Sabemos que esses problemas são dificílimos e muito complexos e, até por isso, temos que direcionar nosso combate às causas e não apenas às conseqüências, como estratégia para que consigamos, no mínimo, selar um armistício, um pacto de não-violência e de cooperação mútua, nesta Guerra que é de todos nós.
É imperativo, portanto, que as mulheres se façam ouvir, não com lamúrias que banalizam a questão, mas com a autoridade de quem sabe que tem muito a oferecer a uma sociedade cuja crise talvez se deva, em parte, exatamente à ausência da participação feminina.


* Edição de pronunciamento feito pela autora em 10/10/2000, em Mesa Redonda realizada pela Escola de Educação e Unidade da Mulher, na Sala de Cultura Urusvati.

4 comentários:

Anônimo disse...

ja linkei seu blog no desmemorias

www.desmemoria.zip.net

um abraço

diniz

Anônimo disse...

Ei melhor mãe do mundooooooooo!!!!!!!!
Muitos anos ainda p/ nós.
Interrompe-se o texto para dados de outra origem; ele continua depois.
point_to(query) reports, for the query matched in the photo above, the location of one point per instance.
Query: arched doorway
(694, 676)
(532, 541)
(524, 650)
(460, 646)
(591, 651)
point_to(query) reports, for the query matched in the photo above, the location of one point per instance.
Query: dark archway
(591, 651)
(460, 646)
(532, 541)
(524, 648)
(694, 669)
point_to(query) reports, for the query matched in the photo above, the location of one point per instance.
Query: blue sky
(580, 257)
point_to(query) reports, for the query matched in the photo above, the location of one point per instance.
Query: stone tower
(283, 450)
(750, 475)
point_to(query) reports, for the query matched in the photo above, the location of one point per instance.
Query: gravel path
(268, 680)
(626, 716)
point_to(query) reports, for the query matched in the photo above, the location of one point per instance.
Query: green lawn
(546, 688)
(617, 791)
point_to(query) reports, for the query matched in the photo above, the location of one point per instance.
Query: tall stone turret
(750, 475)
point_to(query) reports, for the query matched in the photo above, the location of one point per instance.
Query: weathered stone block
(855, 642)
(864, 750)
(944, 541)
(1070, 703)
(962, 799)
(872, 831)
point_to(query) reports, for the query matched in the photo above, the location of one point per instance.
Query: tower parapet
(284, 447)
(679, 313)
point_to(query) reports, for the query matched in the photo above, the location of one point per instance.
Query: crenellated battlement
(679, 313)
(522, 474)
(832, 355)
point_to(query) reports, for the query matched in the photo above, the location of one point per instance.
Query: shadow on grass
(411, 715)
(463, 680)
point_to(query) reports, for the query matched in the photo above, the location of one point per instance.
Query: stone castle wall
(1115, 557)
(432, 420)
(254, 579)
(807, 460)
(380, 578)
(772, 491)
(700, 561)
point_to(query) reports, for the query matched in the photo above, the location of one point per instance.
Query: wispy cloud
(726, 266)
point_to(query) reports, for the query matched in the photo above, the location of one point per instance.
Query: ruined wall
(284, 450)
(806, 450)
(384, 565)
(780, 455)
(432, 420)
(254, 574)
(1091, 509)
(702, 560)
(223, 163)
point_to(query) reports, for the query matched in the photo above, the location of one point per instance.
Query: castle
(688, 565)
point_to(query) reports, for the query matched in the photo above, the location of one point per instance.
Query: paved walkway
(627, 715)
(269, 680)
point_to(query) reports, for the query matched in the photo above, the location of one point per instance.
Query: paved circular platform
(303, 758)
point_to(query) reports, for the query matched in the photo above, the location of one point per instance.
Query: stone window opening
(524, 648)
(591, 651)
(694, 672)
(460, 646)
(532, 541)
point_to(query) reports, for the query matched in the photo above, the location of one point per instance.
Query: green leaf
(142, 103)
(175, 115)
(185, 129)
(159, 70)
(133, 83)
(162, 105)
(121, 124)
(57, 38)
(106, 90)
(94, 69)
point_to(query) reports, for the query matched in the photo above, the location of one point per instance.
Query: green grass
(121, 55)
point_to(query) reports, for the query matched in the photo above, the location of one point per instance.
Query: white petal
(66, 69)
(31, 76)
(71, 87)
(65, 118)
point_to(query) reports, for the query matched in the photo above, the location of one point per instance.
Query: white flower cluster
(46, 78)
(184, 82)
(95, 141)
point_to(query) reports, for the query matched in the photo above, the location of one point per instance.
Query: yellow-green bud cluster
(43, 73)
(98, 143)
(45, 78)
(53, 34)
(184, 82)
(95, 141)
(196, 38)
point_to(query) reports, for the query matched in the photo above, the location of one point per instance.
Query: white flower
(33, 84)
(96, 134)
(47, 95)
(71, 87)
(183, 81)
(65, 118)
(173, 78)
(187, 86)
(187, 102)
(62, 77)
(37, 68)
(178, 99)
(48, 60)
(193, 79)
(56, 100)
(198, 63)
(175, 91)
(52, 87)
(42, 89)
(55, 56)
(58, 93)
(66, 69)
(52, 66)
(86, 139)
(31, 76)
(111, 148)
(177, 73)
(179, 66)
Te amo.

Suzete Carvalho disse...

Olá, Diniz
Também já linkei seu desmemórias. Agora precisamos pensar numa forma mais efetiva de divulgação para que o conteúdo cultural de nosso trabalho não se perca em blá-blá-blás, não acha? Deixei um comentário numa de suas poesias. Já leu? Abraço e até breve.

Suzete Carvalho disse...

Dani
Muitos anos ainda pra vocês, que têm a vida pela frente. Passo o cetro de melhor mãe do mundo para você(o de melhor filha já é seu). Ah, e agora eu te desafio a postar um comentário realmente crítico sobre o conteúdo do meu trabalho. Também te amo.